Доверие — страница 75 из 79

Только три дня назад Роберту удалось прервать ее молчание. Лена заговорила тихо — она и вообще-то была тихая, — но страстно, с отчаянием:

— Я, я думала, ты совсем другой. Думала, ты лучше. Думала, ты все понял, давно уже понял сам. Ты столько мне рассказывал о войне в Испании…

— Да, Лена, я там был и там снова встретился с Рихардом!

— Да, да, знаю, с Рихардом. Но я думала, ты всегда поступал правильно. Когда я еще любила Альберта, а он был плохой, очень плохой человек, я верила, что ты-то хороший, а теперь вдруг читаю, что и ты был с нацистами…

— Да, Лена, я переменился, об этом черном по белому написано в книге.

— Я знаю, Роберт, но я-то думала, что тебе не надо было меняться, что ты всю жизнь был таким, каким всю жизнь был Рихард Хаген. И почему ты так озлобился? Знаю, я дольше блуждала, чем ты, куда дольше, но я-то вообразила, что ты с юных лет поступал правильно. А ты переменился, только когда увидел с насыпи, как они избивают твоего учителя. Так в книге написано.

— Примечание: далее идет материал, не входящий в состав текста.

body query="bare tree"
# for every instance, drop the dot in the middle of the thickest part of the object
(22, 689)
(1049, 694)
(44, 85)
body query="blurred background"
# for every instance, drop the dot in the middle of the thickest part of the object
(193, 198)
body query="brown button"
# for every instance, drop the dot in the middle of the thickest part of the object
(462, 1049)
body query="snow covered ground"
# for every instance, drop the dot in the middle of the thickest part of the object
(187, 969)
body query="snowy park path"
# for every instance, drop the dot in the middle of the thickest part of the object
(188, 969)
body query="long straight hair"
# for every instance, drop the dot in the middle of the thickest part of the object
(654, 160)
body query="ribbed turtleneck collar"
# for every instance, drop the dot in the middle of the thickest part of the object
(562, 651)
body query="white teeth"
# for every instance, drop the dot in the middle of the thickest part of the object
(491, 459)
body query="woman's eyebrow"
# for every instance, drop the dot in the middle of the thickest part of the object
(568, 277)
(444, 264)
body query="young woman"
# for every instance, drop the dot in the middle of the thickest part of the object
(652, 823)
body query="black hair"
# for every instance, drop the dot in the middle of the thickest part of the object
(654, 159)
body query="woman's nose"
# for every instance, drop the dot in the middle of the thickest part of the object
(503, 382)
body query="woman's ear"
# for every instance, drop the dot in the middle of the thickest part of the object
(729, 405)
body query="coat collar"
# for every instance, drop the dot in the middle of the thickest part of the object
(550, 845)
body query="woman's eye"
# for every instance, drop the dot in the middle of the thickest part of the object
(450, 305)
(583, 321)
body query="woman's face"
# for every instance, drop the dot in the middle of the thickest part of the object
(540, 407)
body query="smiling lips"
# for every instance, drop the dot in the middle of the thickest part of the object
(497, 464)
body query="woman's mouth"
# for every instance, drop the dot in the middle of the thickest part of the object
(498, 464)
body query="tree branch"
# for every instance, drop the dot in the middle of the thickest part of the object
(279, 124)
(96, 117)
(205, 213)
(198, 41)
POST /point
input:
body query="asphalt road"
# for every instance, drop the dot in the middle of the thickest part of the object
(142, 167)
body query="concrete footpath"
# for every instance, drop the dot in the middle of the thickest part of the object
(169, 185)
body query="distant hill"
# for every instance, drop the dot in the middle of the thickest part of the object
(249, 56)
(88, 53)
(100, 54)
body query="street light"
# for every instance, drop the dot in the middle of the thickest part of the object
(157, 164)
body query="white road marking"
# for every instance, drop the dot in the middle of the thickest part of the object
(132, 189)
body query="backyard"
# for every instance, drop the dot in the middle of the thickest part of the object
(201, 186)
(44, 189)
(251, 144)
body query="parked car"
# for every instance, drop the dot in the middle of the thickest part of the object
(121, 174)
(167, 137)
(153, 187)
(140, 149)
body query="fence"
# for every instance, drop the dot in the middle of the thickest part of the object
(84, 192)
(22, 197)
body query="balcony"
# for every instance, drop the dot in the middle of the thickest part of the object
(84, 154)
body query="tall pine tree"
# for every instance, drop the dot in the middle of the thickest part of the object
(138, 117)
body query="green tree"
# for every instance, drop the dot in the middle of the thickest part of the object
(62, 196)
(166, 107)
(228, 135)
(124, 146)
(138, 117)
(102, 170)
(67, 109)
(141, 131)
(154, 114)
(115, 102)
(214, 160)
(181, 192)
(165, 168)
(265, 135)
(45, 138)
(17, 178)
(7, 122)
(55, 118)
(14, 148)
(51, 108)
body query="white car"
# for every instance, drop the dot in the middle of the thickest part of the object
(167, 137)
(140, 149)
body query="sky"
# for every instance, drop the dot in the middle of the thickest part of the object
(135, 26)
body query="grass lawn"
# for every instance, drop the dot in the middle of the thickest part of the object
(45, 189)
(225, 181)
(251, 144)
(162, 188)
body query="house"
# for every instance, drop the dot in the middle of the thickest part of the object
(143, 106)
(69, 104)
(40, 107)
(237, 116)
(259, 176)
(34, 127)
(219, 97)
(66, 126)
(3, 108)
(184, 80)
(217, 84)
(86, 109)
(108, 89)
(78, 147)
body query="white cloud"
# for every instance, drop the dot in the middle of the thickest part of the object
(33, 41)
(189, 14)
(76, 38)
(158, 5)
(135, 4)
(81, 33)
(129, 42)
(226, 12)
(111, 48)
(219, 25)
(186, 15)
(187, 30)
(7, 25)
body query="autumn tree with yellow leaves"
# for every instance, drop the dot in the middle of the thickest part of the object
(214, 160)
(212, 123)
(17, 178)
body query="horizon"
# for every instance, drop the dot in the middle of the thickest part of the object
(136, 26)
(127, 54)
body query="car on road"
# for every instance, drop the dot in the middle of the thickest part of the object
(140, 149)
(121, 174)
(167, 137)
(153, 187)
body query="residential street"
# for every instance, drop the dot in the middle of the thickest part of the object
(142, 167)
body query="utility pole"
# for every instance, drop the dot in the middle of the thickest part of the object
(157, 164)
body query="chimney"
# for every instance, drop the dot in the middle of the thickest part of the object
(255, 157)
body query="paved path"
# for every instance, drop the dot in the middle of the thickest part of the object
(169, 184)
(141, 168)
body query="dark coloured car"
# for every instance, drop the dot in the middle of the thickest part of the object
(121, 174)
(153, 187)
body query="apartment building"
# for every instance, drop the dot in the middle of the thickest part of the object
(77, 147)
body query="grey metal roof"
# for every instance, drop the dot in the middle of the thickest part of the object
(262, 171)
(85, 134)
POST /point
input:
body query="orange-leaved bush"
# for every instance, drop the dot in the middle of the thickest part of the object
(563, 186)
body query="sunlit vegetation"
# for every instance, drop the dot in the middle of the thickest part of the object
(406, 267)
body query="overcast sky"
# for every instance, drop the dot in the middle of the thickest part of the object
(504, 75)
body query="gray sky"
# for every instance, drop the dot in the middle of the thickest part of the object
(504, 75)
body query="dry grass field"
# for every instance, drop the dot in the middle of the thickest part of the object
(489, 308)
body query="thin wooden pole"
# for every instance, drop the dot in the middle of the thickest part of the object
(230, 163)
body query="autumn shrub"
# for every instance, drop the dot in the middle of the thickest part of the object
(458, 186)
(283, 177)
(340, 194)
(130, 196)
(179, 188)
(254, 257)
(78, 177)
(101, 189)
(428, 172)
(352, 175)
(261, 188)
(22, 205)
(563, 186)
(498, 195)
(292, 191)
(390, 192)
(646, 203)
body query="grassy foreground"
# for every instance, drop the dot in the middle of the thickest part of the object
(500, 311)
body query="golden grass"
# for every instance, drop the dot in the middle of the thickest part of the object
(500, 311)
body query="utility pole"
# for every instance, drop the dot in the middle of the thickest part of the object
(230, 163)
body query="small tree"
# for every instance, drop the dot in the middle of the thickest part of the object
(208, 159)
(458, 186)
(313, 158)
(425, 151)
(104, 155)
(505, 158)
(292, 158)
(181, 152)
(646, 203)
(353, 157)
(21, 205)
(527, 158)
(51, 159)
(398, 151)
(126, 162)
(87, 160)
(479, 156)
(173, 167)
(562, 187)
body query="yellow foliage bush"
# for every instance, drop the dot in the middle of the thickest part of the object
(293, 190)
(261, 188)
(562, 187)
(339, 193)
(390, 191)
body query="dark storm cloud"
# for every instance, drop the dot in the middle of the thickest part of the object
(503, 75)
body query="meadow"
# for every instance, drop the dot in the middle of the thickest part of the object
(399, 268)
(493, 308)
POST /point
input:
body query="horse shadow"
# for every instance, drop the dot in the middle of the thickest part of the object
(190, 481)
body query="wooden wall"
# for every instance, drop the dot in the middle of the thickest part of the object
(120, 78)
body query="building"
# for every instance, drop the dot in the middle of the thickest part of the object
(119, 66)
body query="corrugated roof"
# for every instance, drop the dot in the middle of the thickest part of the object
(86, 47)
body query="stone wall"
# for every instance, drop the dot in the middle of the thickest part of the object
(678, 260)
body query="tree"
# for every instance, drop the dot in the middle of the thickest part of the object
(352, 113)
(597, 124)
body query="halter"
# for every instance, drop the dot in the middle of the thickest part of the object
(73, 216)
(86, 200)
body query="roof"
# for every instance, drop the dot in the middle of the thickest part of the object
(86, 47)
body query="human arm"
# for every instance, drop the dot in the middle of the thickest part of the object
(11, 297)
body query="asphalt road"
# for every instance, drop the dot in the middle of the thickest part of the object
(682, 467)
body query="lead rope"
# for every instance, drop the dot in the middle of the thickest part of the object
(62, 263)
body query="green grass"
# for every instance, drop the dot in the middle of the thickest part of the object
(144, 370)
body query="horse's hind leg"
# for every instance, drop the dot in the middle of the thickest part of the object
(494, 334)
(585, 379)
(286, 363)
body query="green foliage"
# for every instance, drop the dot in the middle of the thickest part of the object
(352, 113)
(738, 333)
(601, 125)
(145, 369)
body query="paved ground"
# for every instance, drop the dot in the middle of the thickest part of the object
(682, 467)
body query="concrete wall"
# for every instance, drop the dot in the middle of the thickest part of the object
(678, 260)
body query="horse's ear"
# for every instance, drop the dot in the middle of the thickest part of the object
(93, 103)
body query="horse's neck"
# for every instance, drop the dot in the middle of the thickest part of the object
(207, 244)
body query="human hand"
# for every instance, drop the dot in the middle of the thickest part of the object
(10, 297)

Теперь ты понял, почему мне больно? Понял?

Роберт взял ее лицо в обе ладони, они проговорили до глубокой ночи. И в горе заснули, обнявшись.

Потом все пошло по-хорошему. Но совсем хорошо, так, чтобы больше не думать о прошлом, навек не думать, им стало только сейчас, на празднике.

Она как перышко, думал Томас. И угадывает каждое мое движение. Хорошо, что я хорошо танцую. И вспомнил, как он научился танцевать. Подруга Пими, долговязая Сильвия, чуть не насильно потащила его и все же в конце концов заставила позабыть всякий страх. В памяти его замелькали пары, умноженные зеркальными стенами. Он танцевал, и ни для чего другого в нем уже не оставалось места. Ни стыда, ни страха он больше не испытывал. А Пими злилась, шипела: «Это мой Томас, дрянь ты эдакая!»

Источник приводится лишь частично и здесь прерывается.